Вы нажимаете на ссылку, не дочитав текст до конца. К моменту, когда вы попадаете на страницу входа в систему, вы уже не можете отступить. Ссылка ведет на сайт, который выглядит вполне достоверно. Вы вводите свои учетные данные, и злоумышленник получает доступ к вашей учетной записи. 

Обратите внимание на следующее: в тексте сообщения отсутствуют конкретные данные учетной записи (в настоящих уведомлениях обычно указывается ваше имя пользователя или последние четыре цифры какого-либо номера), домен отправителя похож, но не совпадает, а на странице входа требуется ввести больше данных, чем обычно.

Дополнительные типичные шаблоны фишинговых сообщений

Несколько шаблонов, которые постоянно встречаются в различных отраслях: 

• Мошенничество с поддельными счетами: счет от поставщика, которого вы вроде бы знаете, или счет, который на первый взгляд выглядит вполне достоверно, с просьбой произвести оплату на новые банковские реквизиты. Отделы по работе с кредиторской задолженностью получают такие письма регулярно. Сумма, как правило, находится в пределах, не требующих дополнительного утверждения. 
• Мошенничество с «обновлением» учетной записи: предложение обновить используемый вами сервис с просьбой предоставить платежные данные для завершения процедуры. Иногда мошенники выдают себя за инструмент, на который ваша компания действительно подписана. 
• Мошенничество в сфере управления персоналом: поддельные письма по поводу заработной платы или льгот, в которых вас просят обновить банковские реквизиты или подтвердить личные данные. Такие письма рассылаются в период адаптации новых сотрудников или во время ежегодной регистрации, когда подобные запросы являются ожидаемыми и люди реже подвергают их сомнению. 
• Мошенничество с облачными хранилищами: «Кто-то поделился с вами документом». Ссылка ведет на поддельную страницу входа в Google Drive, OneDrive или Dropbox. Вы вводите свои учетные данные, чтобы просмотреть файл, которого на самом деле там никогда не было. 

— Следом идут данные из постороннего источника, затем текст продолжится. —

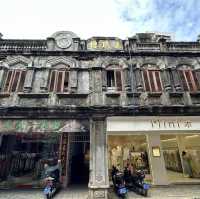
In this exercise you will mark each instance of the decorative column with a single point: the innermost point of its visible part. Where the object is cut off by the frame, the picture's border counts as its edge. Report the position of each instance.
(177, 81)
(157, 164)
(99, 181)
(181, 147)
(29, 80)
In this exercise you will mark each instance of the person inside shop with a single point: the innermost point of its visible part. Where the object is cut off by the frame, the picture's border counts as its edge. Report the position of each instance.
(186, 165)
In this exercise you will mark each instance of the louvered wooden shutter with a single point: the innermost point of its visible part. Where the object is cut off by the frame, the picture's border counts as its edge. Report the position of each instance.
(66, 82)
(158, 81)
(127, 79)
(21, 81)
(104, 80)
(28, 83)
(8, 81)
(183, 80)
(52, 81)
(60, 81)
(118, 80)
(196, 76)
(2, 73)
(146, 80)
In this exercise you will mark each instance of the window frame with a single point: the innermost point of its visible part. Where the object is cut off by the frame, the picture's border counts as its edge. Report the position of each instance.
(14, 84)
(189, 80)
(63, 72)
(152, 80)
(118, 80)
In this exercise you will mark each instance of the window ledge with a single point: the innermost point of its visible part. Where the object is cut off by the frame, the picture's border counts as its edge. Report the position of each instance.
(2, 95)
(135, 94)
(113, 94)
(72, 95)
(33, 95)
(154, 94)
(175, 94)
(197, 93)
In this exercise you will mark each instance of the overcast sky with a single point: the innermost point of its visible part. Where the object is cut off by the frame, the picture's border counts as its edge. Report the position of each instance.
(35, 19)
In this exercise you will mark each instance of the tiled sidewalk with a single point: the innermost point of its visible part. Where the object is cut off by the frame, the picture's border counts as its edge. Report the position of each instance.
(173, 192)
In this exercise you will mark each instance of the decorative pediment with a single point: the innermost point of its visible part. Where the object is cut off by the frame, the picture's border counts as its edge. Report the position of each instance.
(60, 62)
(114, 62)
(18, 62)
(73, 126)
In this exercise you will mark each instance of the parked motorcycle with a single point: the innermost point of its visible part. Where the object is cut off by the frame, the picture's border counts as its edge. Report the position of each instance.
(52, 181)
(136, 183)
(119, 184)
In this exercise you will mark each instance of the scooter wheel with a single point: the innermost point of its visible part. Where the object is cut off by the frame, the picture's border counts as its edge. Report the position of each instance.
(145, 193)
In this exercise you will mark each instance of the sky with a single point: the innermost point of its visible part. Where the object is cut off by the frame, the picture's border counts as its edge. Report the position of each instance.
(39, 19)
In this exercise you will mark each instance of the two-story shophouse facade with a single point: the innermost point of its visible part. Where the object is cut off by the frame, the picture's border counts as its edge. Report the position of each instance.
(99, 103)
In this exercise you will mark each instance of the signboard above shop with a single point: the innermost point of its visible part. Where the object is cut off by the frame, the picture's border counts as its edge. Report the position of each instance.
(152, 124)
(104, 43)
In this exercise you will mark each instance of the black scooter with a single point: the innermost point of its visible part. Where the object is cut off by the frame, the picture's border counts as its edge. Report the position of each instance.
(136, 182)
(52, 184)
(119, 184)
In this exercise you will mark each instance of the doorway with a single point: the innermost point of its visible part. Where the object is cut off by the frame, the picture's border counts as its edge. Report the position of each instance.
(182, 157)
(78, 163)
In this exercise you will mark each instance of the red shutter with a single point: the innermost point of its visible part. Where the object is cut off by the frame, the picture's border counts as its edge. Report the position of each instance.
(66, 82)
(196, 82)
(52, 81)
(184, 83)
(8, 81)
(158, 81)
(118, 80)
(15, 81)
(146, 80)
(21, 81)
(60, 81)
(189, 80)
(152, 81)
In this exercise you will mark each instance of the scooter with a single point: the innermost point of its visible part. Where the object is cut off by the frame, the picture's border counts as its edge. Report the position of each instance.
(119, 184)
(52, 184)
(136, 183)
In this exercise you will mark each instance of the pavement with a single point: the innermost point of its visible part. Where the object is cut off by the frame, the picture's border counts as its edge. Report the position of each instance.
(170, 192)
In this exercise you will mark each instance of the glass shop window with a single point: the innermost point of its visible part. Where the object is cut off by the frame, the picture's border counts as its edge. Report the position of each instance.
(114, 79)
(59, 81)
(189, 80)
(152, 80)
(26, 158)
(14, 81)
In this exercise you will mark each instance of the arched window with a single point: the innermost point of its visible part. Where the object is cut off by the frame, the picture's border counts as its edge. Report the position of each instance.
(59, 80)
(114, 77)
(14, 81)
(189, 79)
(152, 79)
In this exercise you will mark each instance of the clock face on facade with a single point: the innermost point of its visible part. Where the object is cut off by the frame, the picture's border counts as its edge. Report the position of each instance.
(63, 42)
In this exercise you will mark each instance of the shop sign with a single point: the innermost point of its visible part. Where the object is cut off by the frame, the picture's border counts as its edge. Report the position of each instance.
(162, 123)
(171, 124)
(31, 125)
(104, 44)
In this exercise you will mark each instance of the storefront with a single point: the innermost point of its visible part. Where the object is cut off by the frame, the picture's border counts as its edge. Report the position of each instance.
(166, 148)
(28, 147)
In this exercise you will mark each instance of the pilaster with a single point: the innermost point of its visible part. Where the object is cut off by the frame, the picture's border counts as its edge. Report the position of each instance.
(99, 181)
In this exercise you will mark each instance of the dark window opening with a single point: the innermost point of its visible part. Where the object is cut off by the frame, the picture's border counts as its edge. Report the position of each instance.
(114, 79)
(189, 80)
(59, 81)
(152, 80)
(15, 81)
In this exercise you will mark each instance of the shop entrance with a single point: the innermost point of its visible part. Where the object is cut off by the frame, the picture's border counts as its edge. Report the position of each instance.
(23, 156)
(129, 151)
(182, 157)
(78, 163)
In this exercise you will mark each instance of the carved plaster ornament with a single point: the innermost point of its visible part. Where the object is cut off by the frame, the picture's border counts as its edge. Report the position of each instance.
(64, 39)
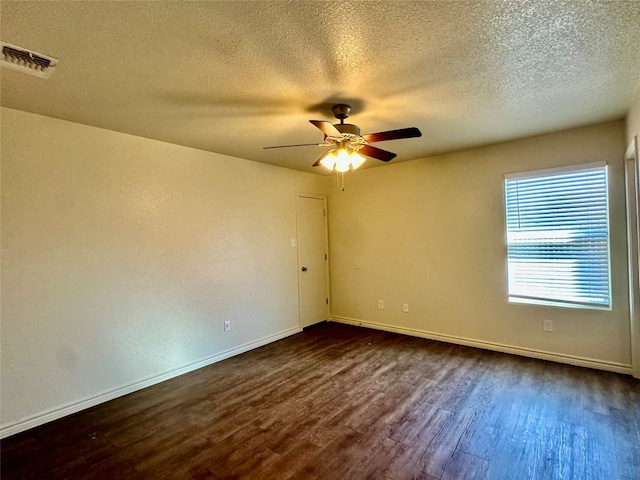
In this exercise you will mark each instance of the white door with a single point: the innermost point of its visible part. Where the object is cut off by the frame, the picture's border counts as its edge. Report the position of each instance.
(312, 259)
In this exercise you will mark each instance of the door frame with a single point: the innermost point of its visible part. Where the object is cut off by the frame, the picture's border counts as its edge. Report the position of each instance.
(632, 187)
(300, 195)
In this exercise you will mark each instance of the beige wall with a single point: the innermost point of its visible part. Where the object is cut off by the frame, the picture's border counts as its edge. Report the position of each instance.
(430, 233)
(122, 257)
(633, 119)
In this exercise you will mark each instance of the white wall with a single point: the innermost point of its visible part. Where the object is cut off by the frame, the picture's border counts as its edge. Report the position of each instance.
(122, 257)
(431, 233)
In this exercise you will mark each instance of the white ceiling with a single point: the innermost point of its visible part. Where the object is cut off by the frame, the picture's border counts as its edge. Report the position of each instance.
(232, 77)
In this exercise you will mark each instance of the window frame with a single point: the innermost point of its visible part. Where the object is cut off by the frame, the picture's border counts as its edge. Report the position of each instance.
(549, 172)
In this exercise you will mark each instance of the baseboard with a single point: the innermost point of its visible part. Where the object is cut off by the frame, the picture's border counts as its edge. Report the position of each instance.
(55, 414)
(497, 347)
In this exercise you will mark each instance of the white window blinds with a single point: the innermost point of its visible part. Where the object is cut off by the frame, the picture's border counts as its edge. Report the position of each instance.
(558, 236)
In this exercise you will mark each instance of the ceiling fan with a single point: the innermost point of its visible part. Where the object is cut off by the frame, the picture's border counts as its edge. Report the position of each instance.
(348, 145)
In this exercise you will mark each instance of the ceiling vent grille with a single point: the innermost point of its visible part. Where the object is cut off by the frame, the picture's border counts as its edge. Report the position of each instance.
(35, 64)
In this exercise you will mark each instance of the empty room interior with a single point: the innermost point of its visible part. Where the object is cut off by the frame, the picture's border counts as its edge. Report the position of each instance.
(320, 240)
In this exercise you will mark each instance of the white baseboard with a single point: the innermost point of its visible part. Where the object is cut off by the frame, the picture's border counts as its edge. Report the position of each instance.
(55, 414)
(497, 347)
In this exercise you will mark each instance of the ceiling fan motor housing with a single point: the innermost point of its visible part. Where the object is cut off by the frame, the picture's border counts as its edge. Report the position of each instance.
(348, 128)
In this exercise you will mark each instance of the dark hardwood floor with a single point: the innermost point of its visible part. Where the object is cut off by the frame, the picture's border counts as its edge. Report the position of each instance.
(340, 402)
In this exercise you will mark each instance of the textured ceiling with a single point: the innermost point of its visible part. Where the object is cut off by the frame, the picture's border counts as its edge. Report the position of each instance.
(232, 77)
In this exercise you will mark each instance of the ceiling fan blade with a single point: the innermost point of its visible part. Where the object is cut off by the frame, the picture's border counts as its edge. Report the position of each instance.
(393, 135)
(377, 153)
(327, 128)
(298, 145)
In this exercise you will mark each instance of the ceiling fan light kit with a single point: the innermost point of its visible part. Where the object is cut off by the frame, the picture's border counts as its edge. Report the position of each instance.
(348, 146)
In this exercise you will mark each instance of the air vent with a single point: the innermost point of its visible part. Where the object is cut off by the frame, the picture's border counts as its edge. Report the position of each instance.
(35, 64)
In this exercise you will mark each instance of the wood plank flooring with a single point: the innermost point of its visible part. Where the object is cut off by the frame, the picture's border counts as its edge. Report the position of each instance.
(341, 402)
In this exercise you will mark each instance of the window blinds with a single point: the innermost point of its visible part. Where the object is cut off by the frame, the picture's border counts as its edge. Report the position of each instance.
(558, 236)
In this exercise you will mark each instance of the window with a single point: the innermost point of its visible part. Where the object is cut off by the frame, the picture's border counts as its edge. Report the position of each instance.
(558, 236)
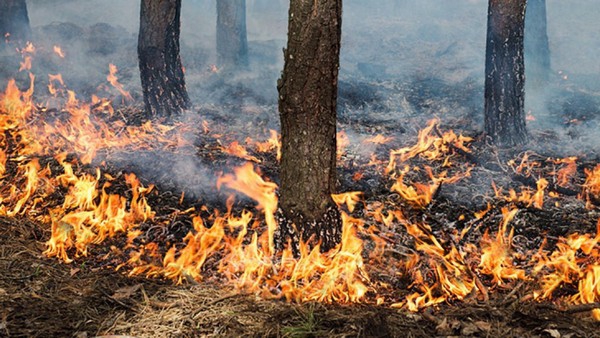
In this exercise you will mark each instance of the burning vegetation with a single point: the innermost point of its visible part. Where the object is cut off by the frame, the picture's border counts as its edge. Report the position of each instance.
(429, 218)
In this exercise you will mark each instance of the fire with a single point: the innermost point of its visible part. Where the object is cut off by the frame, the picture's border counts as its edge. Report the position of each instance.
(378, 139)
(239, 246)
(496, 258)
(236, 149)
(575, 260)
(274, 142)
(342, 143)
(431, 147)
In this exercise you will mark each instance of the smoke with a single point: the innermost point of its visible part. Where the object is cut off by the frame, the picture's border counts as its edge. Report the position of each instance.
(401, 60)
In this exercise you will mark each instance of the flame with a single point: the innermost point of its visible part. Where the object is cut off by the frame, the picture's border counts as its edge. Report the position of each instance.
(431, 147)
(240, 245)
(496, 258)
(248, 182)
(274, 142)
(236, 149)
(565, 174)
(379, 139)
(575, 260)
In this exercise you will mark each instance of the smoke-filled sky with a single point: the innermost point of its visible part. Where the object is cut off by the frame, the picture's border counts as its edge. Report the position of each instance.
(368, 26)
(402, 44)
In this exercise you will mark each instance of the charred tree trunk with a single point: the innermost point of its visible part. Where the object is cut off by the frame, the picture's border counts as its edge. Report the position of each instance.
(537, 48)
(14, 21)
(161, 72)
(232, 41)
(307, 107)
(505, 73)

2. «Вы выиграли в лотерею»

Эти письма попадают в почтовые ящики с сообщением о выигрыше — иногда это денежная сумма, подарочная карта или нечто неопределённое под названием «выигрыш» — и содержат просьбу предоставить личные данные для оформления выплаты. Требуются имя, адрес, дата рождения, а иногда и банковские реквизиты для перечисления средств. Домен отправителя не соответствует ни одной реальной организации, грамматика в письмах, как правило, оставляет желать лучшего. Часто в письмах указан номер телефона за рубежом или общий адрес электронной почты для дальнейшей связи.

Это один из самых старых шаблонов фишинговых писем, но он по-прежнему работает — пусть и не на всех, но на достаточном количестве людей, чтобы его не прекратили использовать. Принцип его действия основан на массовом рассылке: достаточно отправить письмо по достаточному количеству адресов, и кто-нибудь обязательно откликнется.

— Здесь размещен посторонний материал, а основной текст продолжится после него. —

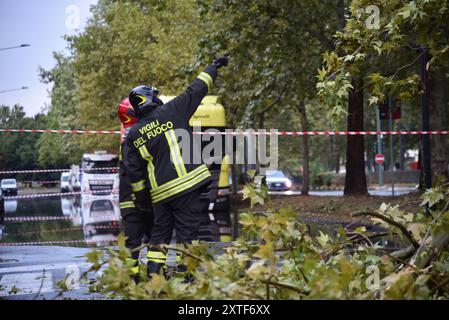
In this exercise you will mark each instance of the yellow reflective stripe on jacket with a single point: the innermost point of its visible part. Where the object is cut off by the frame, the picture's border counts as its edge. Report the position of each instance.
(150, 167)
(139, 185)
(173, 183)
(156, 256)
(175, 153)
(133, 265)
(207, 79)
(126, 205)
(182, 187)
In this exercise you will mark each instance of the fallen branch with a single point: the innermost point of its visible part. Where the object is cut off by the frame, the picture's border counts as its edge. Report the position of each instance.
(285, 286)
(401, 227)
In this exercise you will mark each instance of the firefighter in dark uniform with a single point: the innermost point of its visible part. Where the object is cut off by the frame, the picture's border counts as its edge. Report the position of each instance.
(137, 221)
(153, 155)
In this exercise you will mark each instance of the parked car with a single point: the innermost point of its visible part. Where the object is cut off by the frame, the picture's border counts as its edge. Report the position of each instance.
(9, 187)
(65, 177)
(277, 181)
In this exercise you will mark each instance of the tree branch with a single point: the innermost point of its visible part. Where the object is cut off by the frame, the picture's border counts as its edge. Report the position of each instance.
(285, 286)
(401, 227)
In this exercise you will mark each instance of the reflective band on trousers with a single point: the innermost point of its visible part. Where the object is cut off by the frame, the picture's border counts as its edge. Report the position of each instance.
(127, 205)
(150, 167)
(138, 186)
(156, 256)
(207, 79)
(175, 153)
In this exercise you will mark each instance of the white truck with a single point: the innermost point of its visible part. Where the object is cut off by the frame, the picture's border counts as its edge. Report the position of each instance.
(99, 174)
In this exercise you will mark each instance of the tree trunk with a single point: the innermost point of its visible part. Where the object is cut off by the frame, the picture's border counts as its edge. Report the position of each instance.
(438, 143)
(305, 148)
(355, 180)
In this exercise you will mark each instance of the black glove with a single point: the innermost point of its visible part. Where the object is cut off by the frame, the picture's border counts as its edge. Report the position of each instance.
(221, 61)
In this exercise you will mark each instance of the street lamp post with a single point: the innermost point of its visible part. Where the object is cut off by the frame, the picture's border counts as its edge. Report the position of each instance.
(15, 47)
(9, 90)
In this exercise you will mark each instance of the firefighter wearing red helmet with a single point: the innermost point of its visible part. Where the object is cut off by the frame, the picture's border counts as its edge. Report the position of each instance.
(157, 168)
(137, 221)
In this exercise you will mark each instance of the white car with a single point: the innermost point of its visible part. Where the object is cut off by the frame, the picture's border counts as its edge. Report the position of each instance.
(9, 187)
(65, 176)
(277, 181)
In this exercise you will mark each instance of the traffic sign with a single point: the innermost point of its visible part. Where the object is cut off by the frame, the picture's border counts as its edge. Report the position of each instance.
(380, 158)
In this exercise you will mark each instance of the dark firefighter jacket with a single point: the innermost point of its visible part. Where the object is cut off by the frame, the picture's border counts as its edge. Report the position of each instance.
(153, 156)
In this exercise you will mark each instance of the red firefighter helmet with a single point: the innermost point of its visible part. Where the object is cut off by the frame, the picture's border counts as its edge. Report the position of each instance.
(126, 114)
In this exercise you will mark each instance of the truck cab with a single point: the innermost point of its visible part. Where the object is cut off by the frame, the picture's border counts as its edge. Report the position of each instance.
(99, 173)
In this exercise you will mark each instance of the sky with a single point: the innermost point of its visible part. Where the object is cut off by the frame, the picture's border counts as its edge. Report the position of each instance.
(42, 24)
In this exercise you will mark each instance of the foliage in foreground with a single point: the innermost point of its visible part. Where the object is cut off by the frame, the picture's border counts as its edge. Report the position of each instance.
(279, 258)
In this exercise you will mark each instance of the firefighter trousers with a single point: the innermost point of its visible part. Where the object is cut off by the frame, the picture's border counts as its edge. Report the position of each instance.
(182, 214)
(137, 226)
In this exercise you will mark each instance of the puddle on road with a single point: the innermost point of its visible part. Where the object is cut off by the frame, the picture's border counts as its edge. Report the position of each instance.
(66, 221)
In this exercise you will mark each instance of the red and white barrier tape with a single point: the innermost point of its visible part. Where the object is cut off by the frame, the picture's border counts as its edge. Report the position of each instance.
(54, 170)
(47, 195)
(37, 218)
(58, 242)
(65, 230)
(61, 131)
(35, 181)
(57, 218)
(246, 133)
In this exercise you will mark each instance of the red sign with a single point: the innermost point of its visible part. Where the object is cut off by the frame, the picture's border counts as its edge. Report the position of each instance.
(380, 158)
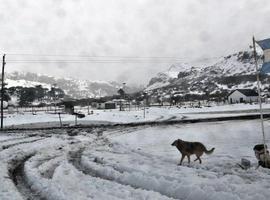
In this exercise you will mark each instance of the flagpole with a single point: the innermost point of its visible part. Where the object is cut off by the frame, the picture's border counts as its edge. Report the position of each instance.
(259, 93)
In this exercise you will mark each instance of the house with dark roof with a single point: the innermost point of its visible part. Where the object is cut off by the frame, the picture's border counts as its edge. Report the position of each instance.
(243, 96)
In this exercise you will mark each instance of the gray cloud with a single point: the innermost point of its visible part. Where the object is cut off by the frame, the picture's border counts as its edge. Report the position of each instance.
(189, 29)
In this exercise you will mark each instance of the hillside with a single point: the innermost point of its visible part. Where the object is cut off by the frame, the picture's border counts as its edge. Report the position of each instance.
(72, 87)
(228, 73)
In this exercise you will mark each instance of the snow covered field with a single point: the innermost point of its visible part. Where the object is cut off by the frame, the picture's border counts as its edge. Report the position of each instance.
(116, 116)
(133, 163)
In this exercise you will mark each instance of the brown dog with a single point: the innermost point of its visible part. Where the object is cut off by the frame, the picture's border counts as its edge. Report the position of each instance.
(189, 148)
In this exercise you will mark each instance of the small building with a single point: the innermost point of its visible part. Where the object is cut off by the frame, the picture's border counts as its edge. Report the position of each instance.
(69, 104)
(243, 96)
(106, 105)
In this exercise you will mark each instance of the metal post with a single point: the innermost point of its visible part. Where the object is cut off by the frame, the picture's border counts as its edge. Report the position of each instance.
(2, 89)
(59, 114)
(259, 92)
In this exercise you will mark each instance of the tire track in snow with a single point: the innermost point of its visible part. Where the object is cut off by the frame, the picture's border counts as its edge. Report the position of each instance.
(6, 146)
(18, 177)
(75, 159)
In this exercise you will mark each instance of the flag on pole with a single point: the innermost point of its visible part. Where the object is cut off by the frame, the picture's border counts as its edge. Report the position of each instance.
(265, 45)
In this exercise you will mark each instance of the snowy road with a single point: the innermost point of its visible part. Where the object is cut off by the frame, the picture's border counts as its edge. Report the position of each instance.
(132, 163)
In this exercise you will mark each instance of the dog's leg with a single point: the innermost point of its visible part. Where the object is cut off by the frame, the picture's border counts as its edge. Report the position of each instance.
(200, 160)
(183, 156)
(188, 159)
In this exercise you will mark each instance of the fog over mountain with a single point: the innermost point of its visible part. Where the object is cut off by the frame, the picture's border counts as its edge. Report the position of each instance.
(118, 29)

Обратите внимание на следующие признаки: приз, в розыгрыше которого вы никогда не участвовали; требование предоставить личные данные до того, как что-либо будет «выдано»; настойчивые призывы воспользоваться предложением до истечения срока; контактные данные, не соответствующие никакой реальной организации.

3. «Требуется установка важнейшего исправления безопасности»

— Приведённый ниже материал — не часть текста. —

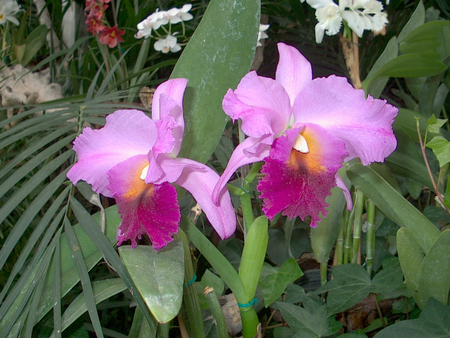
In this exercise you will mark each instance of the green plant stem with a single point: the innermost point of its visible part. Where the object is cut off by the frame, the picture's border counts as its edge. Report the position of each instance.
(370, 236)
(341, 238)
(323, 273)
(348, 236)
(217, 312)
(190, 296)
(358, 225)
(226, 271)
(163, 330)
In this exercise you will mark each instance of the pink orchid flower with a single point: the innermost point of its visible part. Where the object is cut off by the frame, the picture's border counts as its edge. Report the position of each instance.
(133, 159)
(304, 130)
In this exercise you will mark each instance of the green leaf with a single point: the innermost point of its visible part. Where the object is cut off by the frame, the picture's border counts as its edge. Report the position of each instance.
(158, 276)
(434, 322)
(441, 148)
(253, 255)
(434, 124)
(103, 290)
(410, 255)
(273, 282)
(350, 285)
(408, 65)
(434, 272)
(324, 237)
(393, 205)
(416, 20)
(317, 324)
(217, 56)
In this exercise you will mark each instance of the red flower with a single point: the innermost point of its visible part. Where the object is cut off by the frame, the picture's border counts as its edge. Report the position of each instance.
(111, 36)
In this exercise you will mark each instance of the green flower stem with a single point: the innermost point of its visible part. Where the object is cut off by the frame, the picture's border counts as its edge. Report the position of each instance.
(246, 200)
(226, 271)
(216, 310)
(323, 273)
(190, 295)
(348, 236)
(370, 236)
(163, 331)
(358, 225)
(340, 238)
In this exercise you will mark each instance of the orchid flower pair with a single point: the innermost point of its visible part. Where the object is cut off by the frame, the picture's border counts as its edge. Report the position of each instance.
(304, 129)
(133, 159)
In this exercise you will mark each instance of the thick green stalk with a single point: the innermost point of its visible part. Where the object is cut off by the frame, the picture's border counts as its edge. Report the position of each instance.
(190, 296)
(226, 271)
(216, 311)
(340, 239)
(358, 225)
(370, 236)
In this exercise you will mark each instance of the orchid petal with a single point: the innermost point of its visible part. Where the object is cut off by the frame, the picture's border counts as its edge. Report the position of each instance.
(297, 183)
(250, 151)
(167, 103)
(261, 103)
(200, 183)
(144, 208)
(293, 71)
(126, 133)
(365, 125)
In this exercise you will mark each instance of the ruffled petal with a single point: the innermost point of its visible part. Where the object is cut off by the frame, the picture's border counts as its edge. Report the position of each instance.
(297, 183)
(126, 133)
(261, 103)
(144, 208)
(293, 71)
(200, 184)
(168, 102)
(250, 151)
(365, 125)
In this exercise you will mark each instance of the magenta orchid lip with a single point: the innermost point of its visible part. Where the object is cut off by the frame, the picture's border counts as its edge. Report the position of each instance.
(304, 129)
(133, 159)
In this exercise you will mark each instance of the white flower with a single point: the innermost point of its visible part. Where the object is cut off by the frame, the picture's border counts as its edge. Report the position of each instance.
(176, 15)
(329, 19)
(169, 43)
(153, 21)
(9, 8)
(262, 33)
(363, 15)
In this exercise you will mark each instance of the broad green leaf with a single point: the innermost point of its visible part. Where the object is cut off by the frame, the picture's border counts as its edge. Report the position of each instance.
(350, 285)
(217, 56)
(158, 276)
(274, 282)
(324, 236)
(410, 255)
(416, 20)
(393, 205)
(317, 324)
(408, 65)
(441, 148)
(434, 124)
(434, 322)
(390, 52)
(253, 255)
(103, 290)
(434, 272)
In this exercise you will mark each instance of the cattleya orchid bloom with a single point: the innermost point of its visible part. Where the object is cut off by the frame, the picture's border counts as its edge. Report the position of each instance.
(133, 159)
(304, 130)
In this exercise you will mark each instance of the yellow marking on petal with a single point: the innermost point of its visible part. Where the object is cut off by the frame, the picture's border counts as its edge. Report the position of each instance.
(136, 186)
(301, 145)
(144, 173)
(306, 154)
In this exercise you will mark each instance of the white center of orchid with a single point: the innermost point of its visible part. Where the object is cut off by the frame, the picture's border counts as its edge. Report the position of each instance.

Это письмо выглядит так, будто оно пришло от поставщика программного обеспечения, услугами которого вы действительно пользуетесь, а в теме указано номер CVE или неопределенное упоминание о «критической уязвимости». В письме есть ссылка для скачивания и указан крайний срок, а также сообщение: «Установите исправление сейчас, пока ваша система не подверглась риску». 

Люди привыкли оперативно обновлять программное обеспечение. Именно этой привычкой и пользуется данная уязвимость. Ссылка ведет не на исправление, а на файл, устанавливающий вредоносное ПО, и в зависимости от его содержимого злоумышленник получает доступ различной степени к тому компьютеру, на котором оно было запущено.

Обратите внимание на следующее: отсутствие указания конкретной версии продукта, размещение ссылки для скачивания не на домене самого поставщика, а на стороннем ресурсе, а также использование призывов к немедленному действию, которые мешают внимательно ознакомиться с информацией перед нажатием.

4. "Запрос на срочный банковский перевод"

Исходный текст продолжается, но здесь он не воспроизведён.